She's like a guardian dog for the Federal Reserve. She manages the news so that it doesn't go where she doesn't want it to go. She must have been instructed to avoid certain topics, and not let go the discussion in a certain direction.

Check out also what they write on their web site on gold, on a day it gained 2%:
Gold heads for weekly loss as Fed doubts persist

On a day when gold made +2%, you focus on the weekly loss? It takes a lot of bad faith. According to this rationale, you can always have a negative title for gold. When it gains, you focus on a different timeframe: weekly, monthly, yearly - whatever allows you to say that it's falling.

Check out this other cnbc lady, in the first minute:
There will be more stability in gold: analyst - CNBC

"Gold is at 1300, but will it hold it once the tapering starts?"

First of all, there is no tapering yet, second, even with tapering, you're still printing away, third, the present price for gold is already virtual, because you can only find that price with paper gold, rather than with real gold. And number #4, isn't that pretty biased against gold, to ask if it will hold a given level it reached? As if gold's nature is to simply to keep on falling - which is not the case at all.

More of this biased talk by the lady at minute 1 and 2 seconds. I mean that one sentence she utters from 1:02 to 1:13 really says a lot about her agenda. She's almost upset that he dares to be long on gold. And it seems like someone has written that sentence for her.

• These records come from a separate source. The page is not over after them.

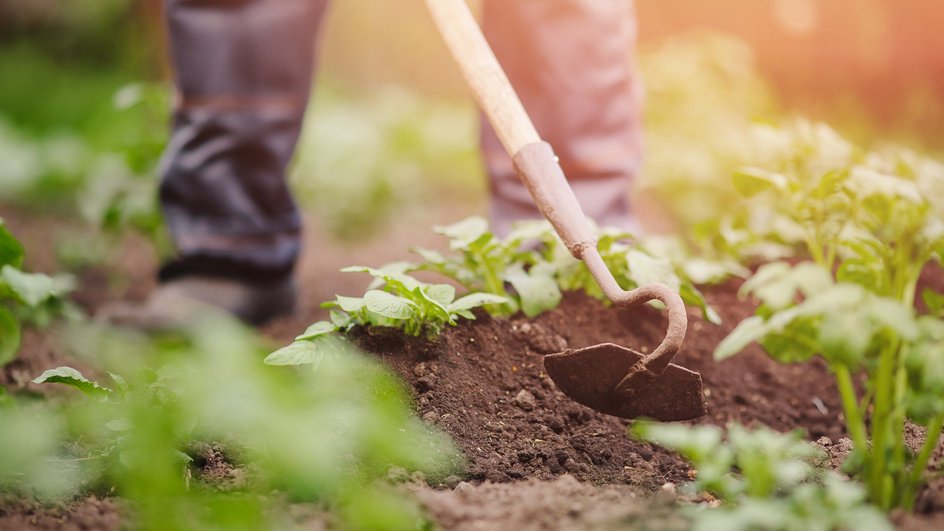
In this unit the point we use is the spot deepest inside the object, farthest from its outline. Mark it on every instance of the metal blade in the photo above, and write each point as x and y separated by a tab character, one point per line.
590	376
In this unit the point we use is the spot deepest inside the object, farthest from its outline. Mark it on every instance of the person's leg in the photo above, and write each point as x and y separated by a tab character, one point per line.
571	63
243	75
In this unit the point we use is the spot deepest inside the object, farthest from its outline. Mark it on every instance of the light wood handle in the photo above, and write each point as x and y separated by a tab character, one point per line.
485	76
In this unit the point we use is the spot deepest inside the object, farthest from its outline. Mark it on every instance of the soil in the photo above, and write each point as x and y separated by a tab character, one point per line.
483	382
537	459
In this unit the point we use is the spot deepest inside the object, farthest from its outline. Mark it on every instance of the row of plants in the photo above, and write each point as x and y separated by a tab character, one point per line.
868	223
525	271
141	431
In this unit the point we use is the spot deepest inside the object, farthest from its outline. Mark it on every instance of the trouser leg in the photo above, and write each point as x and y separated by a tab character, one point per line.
243	73
571	63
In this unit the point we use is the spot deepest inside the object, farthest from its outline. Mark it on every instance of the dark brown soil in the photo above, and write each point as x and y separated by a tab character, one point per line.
484	383
563	503
538	460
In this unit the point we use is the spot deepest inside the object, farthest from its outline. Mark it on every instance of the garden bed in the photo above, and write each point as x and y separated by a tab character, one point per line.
537	460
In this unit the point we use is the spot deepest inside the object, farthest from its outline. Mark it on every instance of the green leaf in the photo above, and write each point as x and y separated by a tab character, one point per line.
845	337
312	351
9	336
350	304
33	288
297	353
430	257
317	329
388	305
442	294
752	181
777	284
341	320
692	297
746	332
11	251
474	300
933	300
71	377
538	292
647	269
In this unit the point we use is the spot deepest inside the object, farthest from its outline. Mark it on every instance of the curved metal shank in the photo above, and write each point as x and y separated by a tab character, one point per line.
655	363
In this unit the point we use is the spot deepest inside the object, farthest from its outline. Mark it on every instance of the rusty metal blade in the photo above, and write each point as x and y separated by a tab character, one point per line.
590	376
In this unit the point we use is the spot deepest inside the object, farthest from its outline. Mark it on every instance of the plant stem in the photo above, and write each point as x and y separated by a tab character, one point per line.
921	461
884	395
854	421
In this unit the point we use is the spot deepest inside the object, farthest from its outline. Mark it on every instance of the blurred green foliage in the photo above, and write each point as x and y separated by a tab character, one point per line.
765	479
325	436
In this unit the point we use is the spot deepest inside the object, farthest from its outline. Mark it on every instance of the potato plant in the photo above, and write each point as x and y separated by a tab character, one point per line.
765	479
323	437
24	297
396	300
531	266
870	222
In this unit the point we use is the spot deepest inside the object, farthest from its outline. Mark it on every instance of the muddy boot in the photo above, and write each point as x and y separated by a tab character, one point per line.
181	303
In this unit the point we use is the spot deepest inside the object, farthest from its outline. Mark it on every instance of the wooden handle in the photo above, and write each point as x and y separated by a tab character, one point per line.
485	76
534	159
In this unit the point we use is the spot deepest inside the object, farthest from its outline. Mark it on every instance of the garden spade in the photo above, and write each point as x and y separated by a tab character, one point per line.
609	378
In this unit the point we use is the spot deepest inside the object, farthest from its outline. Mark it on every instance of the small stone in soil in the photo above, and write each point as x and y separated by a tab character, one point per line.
452	482
525	400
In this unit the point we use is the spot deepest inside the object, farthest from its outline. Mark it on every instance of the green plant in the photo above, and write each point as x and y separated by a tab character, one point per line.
401	302
24	297
870	222
765	479
531	266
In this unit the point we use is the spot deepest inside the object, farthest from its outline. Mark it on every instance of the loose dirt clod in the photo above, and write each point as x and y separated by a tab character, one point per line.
486	366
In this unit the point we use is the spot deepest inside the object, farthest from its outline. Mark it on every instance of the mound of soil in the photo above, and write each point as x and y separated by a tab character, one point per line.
483	382
564	503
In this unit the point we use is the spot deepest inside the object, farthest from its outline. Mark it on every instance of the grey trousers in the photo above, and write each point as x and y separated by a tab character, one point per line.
243	72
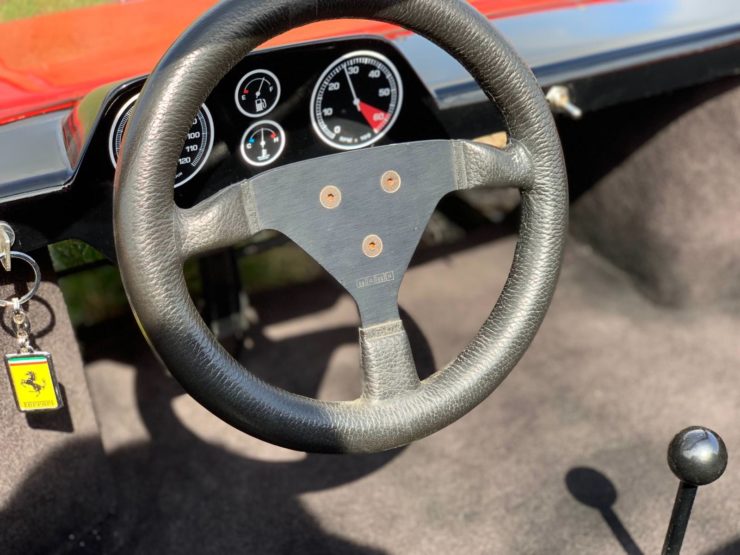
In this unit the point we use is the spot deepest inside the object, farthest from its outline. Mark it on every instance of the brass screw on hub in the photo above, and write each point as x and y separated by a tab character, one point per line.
372	246
330	197
390	182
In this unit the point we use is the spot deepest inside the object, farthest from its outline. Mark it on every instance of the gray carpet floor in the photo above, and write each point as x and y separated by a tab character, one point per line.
567	456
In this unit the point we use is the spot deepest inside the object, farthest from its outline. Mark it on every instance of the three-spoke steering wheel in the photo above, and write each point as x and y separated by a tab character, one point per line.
360	214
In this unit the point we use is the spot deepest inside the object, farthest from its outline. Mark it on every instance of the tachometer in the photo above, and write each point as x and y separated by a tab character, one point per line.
198	143
356	100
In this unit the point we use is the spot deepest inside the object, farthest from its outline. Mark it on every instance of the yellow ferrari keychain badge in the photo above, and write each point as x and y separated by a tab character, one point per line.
31	373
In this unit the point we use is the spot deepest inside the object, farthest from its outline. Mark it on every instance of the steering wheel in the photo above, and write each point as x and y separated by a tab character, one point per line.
360	222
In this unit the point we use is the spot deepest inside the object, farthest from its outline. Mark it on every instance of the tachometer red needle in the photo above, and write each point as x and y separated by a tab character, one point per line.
375	118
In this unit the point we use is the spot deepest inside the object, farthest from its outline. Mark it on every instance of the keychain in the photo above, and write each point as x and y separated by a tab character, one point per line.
31	372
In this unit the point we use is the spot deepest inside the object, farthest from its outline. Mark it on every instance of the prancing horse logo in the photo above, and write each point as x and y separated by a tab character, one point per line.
30	381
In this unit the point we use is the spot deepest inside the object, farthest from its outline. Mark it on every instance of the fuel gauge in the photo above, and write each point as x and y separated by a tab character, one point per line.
258	93
263	143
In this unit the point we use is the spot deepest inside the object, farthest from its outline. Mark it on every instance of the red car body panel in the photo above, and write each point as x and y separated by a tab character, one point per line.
48	62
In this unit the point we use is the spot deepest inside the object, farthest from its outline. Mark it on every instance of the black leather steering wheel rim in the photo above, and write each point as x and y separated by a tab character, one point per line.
149	230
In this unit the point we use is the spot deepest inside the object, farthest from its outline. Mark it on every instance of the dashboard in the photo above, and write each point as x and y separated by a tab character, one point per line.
281	106
286	104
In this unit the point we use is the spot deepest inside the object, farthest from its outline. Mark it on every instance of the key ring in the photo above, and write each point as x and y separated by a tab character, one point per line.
36	277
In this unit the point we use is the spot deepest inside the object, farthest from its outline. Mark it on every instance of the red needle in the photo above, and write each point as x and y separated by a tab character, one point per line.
375	118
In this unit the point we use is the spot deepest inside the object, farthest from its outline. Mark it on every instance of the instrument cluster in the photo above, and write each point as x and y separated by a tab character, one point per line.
287	104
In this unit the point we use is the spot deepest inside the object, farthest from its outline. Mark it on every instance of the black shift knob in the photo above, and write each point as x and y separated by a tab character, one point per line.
697	456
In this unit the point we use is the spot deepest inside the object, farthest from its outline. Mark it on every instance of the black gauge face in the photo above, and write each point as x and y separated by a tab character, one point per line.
356	100
194	154
263	143
258	93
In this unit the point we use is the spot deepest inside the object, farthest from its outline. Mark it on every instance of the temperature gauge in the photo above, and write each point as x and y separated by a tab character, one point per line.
263	143
258	93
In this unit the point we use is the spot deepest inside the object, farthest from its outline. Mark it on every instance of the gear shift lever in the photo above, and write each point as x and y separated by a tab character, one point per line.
697	456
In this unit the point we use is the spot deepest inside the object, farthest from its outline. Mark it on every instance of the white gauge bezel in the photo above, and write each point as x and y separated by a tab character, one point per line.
279	153
122	112
399	84
239	87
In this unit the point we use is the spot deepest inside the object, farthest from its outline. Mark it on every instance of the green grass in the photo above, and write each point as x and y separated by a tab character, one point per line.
18	9
97	295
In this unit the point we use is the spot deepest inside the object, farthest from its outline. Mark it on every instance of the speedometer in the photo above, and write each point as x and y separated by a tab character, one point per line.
195	152
356	100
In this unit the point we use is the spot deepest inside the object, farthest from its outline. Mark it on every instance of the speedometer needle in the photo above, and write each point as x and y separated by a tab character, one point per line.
356	100
375	117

CNBC clearly has an agenda against gold, in line with the Federal Reserve and the US government.

The only one, lol, who's against this reasoning is the expert being interviewed, but he keeps on being told "dude, come on, you're not really thinking that gold will rise in the long term, are you?".

I wonder how these "journalists" are being trained and instructed. It's like a propaganda machine at the service of the Federal Reserve.

I wrote another entire post with other examples here:
http://www.trade2win.com/boards/trading-journals/140032-my-journal-3-post2172616.html

...

LOL... I just found yet another hilarious video, with the expert being long on gold, and the journalists asking if there isn't really a risk of it falling... and this and that... and the options prices... Andrew, are you sure it isn't going to fall more?

Trading commodities ahead of China data deluge - CNBC

...

My father is involved in politics, and I've learned from him that you don't just listen to the most reliable source of information, but also to the unreliable ones, to learn what they're thinking and/or what they want their listeners to think. That's also good information.

That's why I listen to Obama's speeches, to CNBC and to many other sources of false information.